You wonder what you were like at that age. In school,
a teacher commented that you had a talent for stories,
a startling gift for description. You recollect the praises
scribbled in blue across the bottom of a report card
that dad signed, then handed back to you without a word
of compliment. You tell yourself you are better towards
your own son: more tender, more inclined to praise.
None of you can account for the exact moment when
that cynicism flew into his face to lock itself in.
You attribute rudeness to his friends, your wife blames
you for spoiling him from the very beginning. You
glare helplessly at desert maps of your palms, at the
paperweights of whitened knuckles pinning you down
to the world. A poet said that all of us are searching
ultimately for our graves. You think about graves, how
your wife was a hole in the ground you crawled into
and remained for so long you forgot what love was.
You complain to yourself about how this bus is taking
too long to bring you home. The road stretches out
like your father on his bed the morning he did not wake.
He looked no different, and religion made you believe
another sort of wakefulness was prepared for him. You
stood there observing him, dwelling upon decomposition,
how the air would dissolve his body, reclaim the space
it once occupied. You glimpse at your watch, this gift
from your son for Father’s Day you found out was really
bought by your wife; this watch that never slows down
for the ecstatic instant, but for boredom’s uniformity.

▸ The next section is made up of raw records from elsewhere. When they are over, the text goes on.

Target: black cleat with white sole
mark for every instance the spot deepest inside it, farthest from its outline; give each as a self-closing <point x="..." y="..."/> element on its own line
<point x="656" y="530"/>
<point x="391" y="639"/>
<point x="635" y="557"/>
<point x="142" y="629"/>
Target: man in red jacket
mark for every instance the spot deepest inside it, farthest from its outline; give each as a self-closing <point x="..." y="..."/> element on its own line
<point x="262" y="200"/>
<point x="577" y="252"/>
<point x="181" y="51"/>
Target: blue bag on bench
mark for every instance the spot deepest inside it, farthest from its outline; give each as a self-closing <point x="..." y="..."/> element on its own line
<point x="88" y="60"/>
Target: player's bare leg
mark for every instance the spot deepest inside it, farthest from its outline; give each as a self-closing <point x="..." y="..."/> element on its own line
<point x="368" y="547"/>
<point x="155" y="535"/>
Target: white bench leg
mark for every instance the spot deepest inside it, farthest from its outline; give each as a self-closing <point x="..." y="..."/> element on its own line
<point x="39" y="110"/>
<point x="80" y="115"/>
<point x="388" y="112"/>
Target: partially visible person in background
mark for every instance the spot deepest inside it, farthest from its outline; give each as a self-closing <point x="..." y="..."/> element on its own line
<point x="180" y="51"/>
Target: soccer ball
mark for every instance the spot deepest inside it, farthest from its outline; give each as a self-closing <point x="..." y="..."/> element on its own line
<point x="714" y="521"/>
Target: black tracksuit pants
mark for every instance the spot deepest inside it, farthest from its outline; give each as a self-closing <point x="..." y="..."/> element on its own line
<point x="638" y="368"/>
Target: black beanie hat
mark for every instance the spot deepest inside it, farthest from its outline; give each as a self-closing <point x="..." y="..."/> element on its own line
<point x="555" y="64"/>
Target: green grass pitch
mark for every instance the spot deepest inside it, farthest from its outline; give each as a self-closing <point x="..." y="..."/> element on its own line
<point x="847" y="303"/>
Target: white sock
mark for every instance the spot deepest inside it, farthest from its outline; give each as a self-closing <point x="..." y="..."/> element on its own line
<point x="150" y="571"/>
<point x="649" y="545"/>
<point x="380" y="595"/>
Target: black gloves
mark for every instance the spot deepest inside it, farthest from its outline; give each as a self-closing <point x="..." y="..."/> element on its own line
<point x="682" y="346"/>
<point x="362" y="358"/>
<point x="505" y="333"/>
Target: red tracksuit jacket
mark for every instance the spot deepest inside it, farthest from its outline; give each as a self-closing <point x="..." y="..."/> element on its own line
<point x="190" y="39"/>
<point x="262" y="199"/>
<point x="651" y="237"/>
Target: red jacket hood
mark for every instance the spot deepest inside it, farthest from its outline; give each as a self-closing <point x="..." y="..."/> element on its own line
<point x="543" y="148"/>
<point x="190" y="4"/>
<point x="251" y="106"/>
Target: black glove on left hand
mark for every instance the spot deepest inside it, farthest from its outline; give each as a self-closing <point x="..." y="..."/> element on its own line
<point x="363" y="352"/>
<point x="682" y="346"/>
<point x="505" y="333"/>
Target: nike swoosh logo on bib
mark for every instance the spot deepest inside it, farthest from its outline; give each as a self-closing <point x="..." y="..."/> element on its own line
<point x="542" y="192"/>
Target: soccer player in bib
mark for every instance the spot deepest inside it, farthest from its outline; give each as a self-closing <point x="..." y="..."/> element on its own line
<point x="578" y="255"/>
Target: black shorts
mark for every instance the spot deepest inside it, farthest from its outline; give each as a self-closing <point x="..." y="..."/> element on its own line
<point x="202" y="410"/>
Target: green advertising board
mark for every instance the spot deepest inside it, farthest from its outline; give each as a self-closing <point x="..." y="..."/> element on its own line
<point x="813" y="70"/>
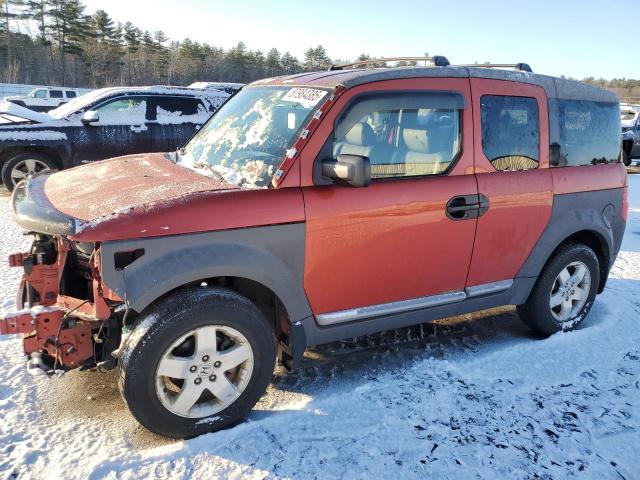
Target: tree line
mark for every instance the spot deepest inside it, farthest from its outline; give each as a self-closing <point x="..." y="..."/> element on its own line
<point x="55" y="42"/>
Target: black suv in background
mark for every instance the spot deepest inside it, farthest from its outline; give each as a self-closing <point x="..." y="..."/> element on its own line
<point x="104" y="123"/>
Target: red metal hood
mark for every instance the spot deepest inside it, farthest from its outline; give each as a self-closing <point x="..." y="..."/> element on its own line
<point x="141" y="196"/>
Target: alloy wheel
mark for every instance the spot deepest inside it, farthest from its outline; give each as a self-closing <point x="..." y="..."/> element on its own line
<point x="204" y="371"/>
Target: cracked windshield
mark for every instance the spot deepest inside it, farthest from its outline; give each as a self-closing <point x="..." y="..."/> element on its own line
<point x="245" y="142"/>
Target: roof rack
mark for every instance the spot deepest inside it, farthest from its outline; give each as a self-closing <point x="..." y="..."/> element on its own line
<point x="523" y="67"/>
<point x="436" y="60"/>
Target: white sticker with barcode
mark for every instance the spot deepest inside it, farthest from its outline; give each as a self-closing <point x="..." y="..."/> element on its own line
<point x="307" y="97"/>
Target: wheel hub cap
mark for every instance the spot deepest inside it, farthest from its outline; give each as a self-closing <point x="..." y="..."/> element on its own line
<point x="204" y="371"/>
<point x="570" y="291"/>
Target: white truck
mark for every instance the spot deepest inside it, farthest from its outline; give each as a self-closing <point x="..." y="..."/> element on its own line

Last week, you went grocery shopping with your family
at the supermarket around your block, and discovered
you had lost your wallet, or maybe dropped it somewhere
between the vegetables and the dairy section. You heard
on the intercom, the voice of the one who had found it,
a girl mispronouncing your name again and again. And
you left your wife, your son by the trolley, both turning
to strangers with their identical expression of puzzlement
and mild irritation. You hurried down aisle after aisle,
so eager to retrieve the little you could lose,
realising instead you were unable to find the counter.
You kept walking and walking alongside rows and rows
of shampoo bottles pasted with women’s faces cracked
wide open by smiles and that barely audible laughter.
You became convinced there was no counter. That bitch
repeated again what was once your name. You halted,
much to the approval of tin cans of baby powder, images
of babies so cute you could smash a fist into every tin.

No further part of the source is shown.